Une perception d’éternité
Cette première faille dans son existence comblée l’amena à fuir peu à peu son milieu. Il allait découvrir des bas-fonds dont il ne connaissait que le mot, vivre les bouleversements de la révolution avec ce que subissait réellement la population, traverser les grands événements et, notamment, une autre guerre d’un XXe siècle tumultueux. Si ce parcours ultrarapide à travers un siècle d’histoire laisse quelque peu frustré, le récit de l’homme s’y détache avec force. Lors d’un danger imminent qui le menaçait, il se trouva sauvé par une femme miséreuse et méprisée qui, l’entraînant au sol, protégea de sa cape de laine leurs deux corps réunis. Ce geste spontané lui valut un éblouissement sensuel et une perception d’éternité qui le marqueraient à jamais. La retrouvant plus tard, ils vivront un amour lumineux et insoucieux d’un temps qui pourtant se rappellera douloureusement à eux et le conduira en exode.

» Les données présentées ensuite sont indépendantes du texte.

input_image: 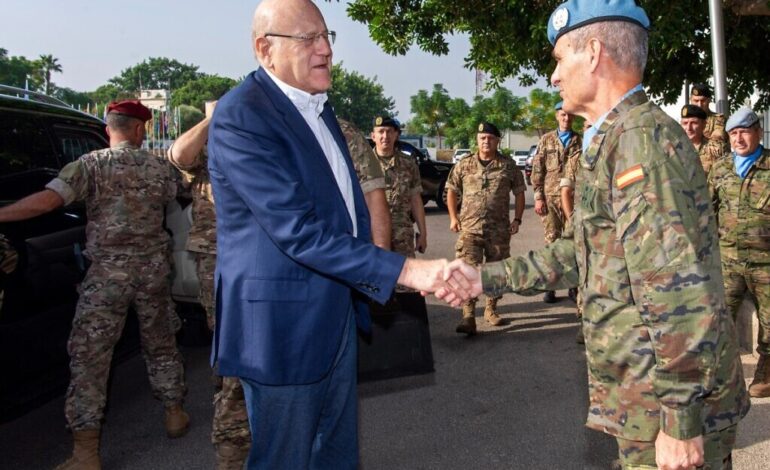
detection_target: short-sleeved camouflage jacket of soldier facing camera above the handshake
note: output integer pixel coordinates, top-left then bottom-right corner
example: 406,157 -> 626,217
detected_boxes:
446,152 -> 524,235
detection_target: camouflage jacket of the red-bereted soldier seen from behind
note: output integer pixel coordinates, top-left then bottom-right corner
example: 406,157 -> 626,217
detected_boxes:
46,142 -> 183,260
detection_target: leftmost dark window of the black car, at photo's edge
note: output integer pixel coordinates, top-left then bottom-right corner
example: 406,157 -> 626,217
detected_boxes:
0,111 -> 58,175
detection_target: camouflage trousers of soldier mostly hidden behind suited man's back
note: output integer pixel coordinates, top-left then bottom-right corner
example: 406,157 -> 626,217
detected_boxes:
195,252 -> 251,450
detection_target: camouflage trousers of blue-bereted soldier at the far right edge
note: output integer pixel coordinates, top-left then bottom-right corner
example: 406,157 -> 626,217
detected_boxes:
722,260 -> 770,356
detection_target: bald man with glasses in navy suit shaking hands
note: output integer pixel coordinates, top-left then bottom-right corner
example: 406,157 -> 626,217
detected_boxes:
209,0 -> 470,469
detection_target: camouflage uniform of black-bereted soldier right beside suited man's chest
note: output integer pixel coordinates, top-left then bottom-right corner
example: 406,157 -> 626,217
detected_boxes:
377,151 -> 422,258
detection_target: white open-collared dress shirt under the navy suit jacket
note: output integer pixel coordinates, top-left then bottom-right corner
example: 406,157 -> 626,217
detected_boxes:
263,67 -> 358,235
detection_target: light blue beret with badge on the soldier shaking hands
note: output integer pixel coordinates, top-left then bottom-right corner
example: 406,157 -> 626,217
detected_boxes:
548,0 -> 650,46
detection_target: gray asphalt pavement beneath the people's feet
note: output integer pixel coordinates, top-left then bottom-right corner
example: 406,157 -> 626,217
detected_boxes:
0,185 -> 770,470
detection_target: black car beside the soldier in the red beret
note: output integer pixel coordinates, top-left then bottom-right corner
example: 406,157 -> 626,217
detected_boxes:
0,85 -> 205,422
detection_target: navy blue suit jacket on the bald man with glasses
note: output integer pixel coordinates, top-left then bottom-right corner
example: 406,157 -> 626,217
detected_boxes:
208,69 -> 404,385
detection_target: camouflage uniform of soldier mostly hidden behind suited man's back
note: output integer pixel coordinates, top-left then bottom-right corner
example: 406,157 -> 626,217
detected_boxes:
176,150 -> 251,450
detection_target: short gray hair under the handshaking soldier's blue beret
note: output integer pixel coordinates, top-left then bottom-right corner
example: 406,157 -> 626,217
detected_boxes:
567,21 -> 648,76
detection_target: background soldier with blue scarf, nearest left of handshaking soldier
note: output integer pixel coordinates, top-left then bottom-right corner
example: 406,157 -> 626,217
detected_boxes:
531,102 -> 583,304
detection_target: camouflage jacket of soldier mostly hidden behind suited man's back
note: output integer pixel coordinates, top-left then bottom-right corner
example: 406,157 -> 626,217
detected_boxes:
171,148 -> 217,255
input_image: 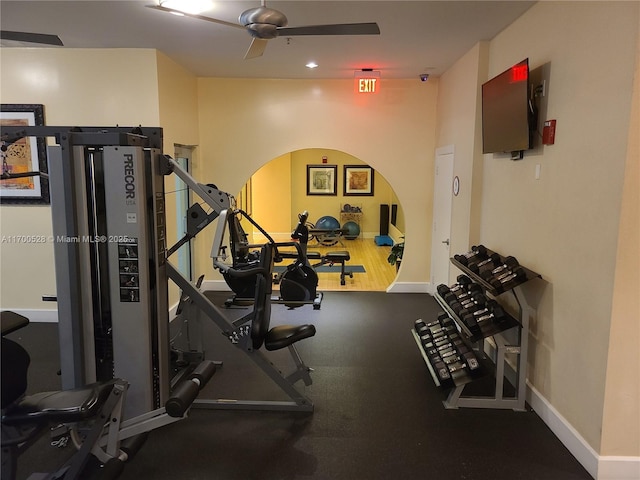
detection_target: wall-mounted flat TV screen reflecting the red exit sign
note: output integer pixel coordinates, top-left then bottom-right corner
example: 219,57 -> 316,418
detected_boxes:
482,58 -> 533,153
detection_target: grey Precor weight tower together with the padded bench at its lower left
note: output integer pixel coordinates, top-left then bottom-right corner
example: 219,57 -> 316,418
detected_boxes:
2,127 -> 220,478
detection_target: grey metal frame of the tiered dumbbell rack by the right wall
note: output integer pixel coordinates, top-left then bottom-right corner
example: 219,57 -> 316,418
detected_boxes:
424,251 -> 541,411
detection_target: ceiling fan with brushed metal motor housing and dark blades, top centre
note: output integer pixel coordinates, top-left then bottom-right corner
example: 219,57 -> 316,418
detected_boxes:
147,0 -> 380,60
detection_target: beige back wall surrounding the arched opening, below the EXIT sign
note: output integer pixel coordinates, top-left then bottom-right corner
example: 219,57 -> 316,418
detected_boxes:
197,78 -> 438,284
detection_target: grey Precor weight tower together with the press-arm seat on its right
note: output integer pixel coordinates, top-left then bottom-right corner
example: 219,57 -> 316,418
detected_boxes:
2,126 -> 315,412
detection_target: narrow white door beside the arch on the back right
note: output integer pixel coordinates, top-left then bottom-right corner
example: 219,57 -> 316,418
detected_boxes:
431,145 -> 453,292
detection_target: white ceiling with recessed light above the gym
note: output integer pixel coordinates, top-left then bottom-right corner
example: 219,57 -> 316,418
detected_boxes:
0,0 -> 535,78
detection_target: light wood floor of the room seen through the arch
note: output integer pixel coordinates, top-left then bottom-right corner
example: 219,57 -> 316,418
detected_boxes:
282,238 -> 396,292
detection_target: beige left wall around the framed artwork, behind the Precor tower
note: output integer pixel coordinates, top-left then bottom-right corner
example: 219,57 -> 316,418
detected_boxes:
0,48 -> 160,309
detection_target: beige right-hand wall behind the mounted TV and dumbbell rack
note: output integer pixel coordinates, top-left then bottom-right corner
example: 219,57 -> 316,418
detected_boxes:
480,2 -> 640,456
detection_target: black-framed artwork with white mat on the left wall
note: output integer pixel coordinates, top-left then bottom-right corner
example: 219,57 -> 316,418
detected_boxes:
0,103 -> 50,205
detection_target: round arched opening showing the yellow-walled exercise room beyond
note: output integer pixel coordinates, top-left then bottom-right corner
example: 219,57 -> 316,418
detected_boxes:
238,148 -> 404,291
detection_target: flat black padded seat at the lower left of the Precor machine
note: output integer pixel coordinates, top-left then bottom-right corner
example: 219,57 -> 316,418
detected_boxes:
2,380 -> 116,425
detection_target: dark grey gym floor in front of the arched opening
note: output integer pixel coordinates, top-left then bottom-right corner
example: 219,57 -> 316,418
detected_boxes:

Dans sa traversée du siècle, l’homme vivra en France l’existence des émigrés russes qui s’y pressaient. Il connaîtra d’autres femmes qui lui feront retrouver une certaine joie de vivre. Mais aucune n’effacera le souvenir incandescent du premier amour. Alors ? Naïf Makine ? Simpliste ? Non mais lucide et sensible à l’authenticité des sentiments, à la beauté de valeurs souvent oubliées, à la poésie d’un moment de grâce dans un champ d’épis s’imposant sur les noirceurs et cruautés qui meurtrissent les rêves des hommes.
-> ★ ★ ★ Andreï Makine | L'ancien calendrier d'un amour | roman | Grasset | 198 pp., 19,50€, version numérique 14 €
EXTRAIT
“Elle marchait lentement vers lui, un bouquet d’épis à la main. Cet instant semblait durer dans un temps insoucieux de marquer les jours et les années.”